The obvious goal: make the gorgeous but temperamental Concord as practical and saleable as the Thompson. Here's one account of the Thomcord's origin story:
What are Thomcords? The tastiest grapes you’ve never heard of. Like Concord grapes, they’re juicier and more intensely grape-flavored than the red or green grapes you can buy year-round. But Concords have small, crunchy seeds, which may explain why they often end up as grape juice or jelly. Enter USDA’s grape-breeding scientists. In 1983, they crossed Thompson (seedless green) grapes with Concords…then spent nearly two decades fine-tuning the hybrid. The result: the seedless sweetness of a green grape with the plump, grapey flesh of a Concord.
 The Thomcord were certainly gorgeous - as plump and grapey-fleshed as promised.


And they were indeed seedless as well. And their skin was not as tough as the Concord's. 

But -- and perhaps this could explain the nearly two decades of tinkering, though not its termination -- Thomcord grapes tasted terrible! 

It was as if flavor somehow got dropped from the breeder's checklist. 

The heady, winy complexity of the Concord grape - the attribute that caused my friend Jen to declare that "Concord grapes make your taste buds sing" - was flattened out, leaving only a random grape with a weird aftertaste. 

What a disappointment!
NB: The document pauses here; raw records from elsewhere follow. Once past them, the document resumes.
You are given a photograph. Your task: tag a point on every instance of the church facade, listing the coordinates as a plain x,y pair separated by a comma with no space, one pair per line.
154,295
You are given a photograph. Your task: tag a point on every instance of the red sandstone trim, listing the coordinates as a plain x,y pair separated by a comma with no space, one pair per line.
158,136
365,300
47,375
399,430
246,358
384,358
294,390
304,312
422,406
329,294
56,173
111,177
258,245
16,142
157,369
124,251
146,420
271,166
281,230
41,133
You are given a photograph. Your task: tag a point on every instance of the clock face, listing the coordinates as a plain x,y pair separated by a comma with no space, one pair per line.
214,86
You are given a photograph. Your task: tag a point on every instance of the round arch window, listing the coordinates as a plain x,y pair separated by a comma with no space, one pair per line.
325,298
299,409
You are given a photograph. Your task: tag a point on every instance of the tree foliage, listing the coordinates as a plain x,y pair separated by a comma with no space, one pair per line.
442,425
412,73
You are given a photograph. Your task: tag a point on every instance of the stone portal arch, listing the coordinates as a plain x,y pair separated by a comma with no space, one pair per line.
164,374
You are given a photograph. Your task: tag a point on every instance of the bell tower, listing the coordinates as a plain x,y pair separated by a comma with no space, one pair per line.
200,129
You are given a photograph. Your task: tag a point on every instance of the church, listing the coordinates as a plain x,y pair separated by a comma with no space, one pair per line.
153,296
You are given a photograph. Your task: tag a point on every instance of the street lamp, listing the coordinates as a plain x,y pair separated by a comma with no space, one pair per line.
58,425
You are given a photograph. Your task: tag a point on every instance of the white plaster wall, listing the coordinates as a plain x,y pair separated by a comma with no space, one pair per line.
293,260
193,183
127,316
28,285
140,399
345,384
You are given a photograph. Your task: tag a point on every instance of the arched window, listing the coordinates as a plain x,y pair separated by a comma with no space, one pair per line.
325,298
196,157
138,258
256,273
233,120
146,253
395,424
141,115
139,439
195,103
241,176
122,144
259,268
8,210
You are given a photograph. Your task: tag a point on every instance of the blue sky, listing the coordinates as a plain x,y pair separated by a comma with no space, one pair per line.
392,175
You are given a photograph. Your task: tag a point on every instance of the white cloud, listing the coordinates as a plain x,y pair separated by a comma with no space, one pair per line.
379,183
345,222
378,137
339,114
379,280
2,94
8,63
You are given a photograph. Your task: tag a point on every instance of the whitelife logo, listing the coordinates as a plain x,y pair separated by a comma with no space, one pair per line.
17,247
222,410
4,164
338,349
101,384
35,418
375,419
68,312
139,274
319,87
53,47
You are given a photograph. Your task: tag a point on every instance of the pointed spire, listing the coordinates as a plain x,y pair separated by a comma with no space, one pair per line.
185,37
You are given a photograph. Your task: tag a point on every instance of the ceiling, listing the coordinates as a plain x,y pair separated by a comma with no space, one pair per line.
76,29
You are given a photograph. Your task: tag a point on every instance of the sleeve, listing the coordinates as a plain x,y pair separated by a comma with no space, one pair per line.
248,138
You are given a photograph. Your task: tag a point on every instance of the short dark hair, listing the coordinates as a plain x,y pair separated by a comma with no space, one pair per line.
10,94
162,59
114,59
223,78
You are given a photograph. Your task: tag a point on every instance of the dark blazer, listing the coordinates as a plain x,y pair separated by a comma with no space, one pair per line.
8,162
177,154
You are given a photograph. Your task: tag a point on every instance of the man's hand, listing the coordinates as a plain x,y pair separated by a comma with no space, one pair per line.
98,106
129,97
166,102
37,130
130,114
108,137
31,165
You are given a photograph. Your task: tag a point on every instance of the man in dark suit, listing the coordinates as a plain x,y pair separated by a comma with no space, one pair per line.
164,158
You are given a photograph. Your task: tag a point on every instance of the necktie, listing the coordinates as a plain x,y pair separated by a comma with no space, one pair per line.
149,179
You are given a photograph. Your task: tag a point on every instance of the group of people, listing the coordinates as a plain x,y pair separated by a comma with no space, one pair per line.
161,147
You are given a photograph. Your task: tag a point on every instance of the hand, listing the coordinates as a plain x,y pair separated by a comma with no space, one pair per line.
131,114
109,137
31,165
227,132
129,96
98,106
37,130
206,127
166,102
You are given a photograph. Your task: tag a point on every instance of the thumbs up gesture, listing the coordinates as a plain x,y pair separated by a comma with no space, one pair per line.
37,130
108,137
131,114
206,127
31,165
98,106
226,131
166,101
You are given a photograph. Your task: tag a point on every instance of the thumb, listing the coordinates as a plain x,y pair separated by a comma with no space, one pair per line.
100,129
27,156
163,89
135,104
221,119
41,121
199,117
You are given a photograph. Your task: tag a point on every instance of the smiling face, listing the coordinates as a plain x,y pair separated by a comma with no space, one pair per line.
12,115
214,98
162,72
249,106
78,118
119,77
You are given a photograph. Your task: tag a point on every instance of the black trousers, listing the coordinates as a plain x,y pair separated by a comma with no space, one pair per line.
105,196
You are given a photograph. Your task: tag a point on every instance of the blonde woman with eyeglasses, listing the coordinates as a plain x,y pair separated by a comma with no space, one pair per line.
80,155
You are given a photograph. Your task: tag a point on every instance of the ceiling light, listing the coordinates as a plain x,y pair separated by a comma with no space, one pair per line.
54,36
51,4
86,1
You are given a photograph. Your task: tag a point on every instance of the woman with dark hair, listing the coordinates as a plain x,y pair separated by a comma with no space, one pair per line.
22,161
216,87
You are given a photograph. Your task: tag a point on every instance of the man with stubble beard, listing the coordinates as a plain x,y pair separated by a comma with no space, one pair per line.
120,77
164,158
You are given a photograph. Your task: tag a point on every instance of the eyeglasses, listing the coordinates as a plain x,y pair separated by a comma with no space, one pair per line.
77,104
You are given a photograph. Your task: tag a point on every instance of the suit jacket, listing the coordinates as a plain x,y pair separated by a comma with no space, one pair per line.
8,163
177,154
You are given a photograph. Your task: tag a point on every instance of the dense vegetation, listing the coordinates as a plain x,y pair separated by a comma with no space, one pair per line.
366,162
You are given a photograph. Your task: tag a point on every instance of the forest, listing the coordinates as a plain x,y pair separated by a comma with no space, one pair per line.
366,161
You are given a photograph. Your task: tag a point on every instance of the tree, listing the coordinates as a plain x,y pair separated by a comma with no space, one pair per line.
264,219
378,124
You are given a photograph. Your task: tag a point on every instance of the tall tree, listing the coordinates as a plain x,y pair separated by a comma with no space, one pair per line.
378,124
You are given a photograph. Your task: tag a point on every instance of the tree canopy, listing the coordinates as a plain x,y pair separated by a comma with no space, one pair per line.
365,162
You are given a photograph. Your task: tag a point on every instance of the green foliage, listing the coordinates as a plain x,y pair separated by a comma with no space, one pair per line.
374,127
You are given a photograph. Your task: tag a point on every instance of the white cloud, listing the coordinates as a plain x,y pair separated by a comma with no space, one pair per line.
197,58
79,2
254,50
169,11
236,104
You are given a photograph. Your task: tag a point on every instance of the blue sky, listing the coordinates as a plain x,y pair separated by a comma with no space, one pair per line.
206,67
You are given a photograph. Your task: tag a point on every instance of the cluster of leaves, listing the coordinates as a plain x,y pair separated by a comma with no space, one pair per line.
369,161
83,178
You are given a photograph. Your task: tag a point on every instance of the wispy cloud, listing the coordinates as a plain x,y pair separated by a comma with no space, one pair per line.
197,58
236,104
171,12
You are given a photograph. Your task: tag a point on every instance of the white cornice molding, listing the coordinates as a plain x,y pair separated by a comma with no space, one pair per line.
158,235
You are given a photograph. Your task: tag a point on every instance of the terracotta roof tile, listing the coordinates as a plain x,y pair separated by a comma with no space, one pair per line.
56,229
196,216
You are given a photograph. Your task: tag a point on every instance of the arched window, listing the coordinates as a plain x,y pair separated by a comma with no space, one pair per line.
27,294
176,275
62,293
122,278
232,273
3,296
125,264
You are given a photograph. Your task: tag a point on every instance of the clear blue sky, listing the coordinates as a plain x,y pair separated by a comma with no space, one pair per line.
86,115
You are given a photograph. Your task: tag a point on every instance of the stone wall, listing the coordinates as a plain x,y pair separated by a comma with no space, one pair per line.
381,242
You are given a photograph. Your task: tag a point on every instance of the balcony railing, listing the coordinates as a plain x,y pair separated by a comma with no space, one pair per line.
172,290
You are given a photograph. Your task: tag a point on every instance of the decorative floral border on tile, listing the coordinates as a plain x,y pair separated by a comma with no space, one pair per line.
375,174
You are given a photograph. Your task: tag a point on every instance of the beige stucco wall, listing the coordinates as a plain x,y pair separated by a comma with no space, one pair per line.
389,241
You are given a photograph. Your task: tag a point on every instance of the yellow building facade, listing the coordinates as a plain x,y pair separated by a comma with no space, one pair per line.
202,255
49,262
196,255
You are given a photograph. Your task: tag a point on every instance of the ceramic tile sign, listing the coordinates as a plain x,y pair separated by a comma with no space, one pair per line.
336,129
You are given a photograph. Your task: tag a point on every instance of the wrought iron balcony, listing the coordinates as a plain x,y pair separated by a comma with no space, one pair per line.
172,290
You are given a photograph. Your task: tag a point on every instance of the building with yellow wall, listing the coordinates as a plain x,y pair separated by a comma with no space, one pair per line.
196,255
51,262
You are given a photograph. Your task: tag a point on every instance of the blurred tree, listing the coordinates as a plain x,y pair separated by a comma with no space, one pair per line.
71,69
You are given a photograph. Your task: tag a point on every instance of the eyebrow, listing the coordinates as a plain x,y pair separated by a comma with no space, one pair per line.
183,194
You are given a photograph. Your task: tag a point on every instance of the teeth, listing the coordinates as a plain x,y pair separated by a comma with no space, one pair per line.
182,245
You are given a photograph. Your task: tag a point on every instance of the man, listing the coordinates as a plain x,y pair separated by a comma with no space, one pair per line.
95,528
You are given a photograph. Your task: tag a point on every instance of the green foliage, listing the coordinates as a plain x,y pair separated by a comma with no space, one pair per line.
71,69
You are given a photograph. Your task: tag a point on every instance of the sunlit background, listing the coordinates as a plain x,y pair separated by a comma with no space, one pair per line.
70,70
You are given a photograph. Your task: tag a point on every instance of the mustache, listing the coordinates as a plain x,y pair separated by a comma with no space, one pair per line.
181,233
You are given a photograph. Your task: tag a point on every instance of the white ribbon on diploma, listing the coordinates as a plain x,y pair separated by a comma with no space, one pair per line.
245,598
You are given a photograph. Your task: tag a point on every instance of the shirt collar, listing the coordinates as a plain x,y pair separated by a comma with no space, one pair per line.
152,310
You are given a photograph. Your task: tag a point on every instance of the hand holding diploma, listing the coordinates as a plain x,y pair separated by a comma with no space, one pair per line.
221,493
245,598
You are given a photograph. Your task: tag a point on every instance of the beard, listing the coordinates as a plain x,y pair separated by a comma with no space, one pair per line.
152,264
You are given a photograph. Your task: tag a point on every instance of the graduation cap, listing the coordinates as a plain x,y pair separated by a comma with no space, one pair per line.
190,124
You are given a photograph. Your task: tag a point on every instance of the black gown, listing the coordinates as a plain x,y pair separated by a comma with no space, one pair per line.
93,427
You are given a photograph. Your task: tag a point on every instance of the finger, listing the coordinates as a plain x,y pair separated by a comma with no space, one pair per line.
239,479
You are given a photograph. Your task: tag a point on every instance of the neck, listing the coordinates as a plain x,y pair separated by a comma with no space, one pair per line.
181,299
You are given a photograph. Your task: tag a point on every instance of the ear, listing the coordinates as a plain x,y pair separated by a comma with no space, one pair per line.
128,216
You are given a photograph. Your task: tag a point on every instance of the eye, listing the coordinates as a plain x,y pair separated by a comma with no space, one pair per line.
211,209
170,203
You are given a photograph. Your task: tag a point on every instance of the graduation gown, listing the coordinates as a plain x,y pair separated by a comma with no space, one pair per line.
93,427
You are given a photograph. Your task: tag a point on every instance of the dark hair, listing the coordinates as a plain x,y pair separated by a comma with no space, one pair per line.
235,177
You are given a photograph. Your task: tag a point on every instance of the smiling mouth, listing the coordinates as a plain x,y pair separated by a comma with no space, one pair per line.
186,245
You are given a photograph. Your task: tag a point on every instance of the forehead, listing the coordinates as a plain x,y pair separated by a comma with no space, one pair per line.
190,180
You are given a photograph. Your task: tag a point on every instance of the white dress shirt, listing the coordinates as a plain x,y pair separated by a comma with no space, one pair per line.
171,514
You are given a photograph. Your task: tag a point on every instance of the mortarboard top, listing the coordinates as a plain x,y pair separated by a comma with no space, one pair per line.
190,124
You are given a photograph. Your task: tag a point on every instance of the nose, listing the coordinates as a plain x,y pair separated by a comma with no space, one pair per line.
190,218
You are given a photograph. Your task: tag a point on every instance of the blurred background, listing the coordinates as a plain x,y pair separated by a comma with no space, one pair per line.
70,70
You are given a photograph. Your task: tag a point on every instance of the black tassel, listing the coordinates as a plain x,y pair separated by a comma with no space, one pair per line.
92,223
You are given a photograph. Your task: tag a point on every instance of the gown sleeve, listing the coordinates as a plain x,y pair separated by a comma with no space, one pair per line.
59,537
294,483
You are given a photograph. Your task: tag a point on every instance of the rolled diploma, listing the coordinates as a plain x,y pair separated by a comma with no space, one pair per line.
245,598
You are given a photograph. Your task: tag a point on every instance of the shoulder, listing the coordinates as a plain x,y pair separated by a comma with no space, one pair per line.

This practical, shippable, saleable, affordable grape didn't even measure up to the simple, sweet joys of its other parent, the Thompson.

I had no reason to snack on the carton of Thomson grapes, so I sought redemption via my go-to method of bringing out the best in substandard fruit: roasting.

These Thomcord grapes might have been the best-looking fruit I have ever subjected to heat therapy: candidates for caramelization typically include the withered and blemished. But these guys needed something drastic to make eating them worthwhile.

Out came the pan.


But as it turns out, while roasting can smooth out a mealy texture and coax out sweetness from underripe specimens, even this miracle worker can't take away a developed, unprepossessing flavor.

Roasting gave me sticky, sweeter Thomcord grapes that were still saddled with a charmless aftertaste.


Performers who decide not to tamper with their quirky looks are sometimes derided as superstitious, but perhaps they are on to something: smoothing out inconvenient, non-conforming or unconventional traits doesn't always lead to success. 

Maybe we just need to appreciate the Concord in all its prima donna glory.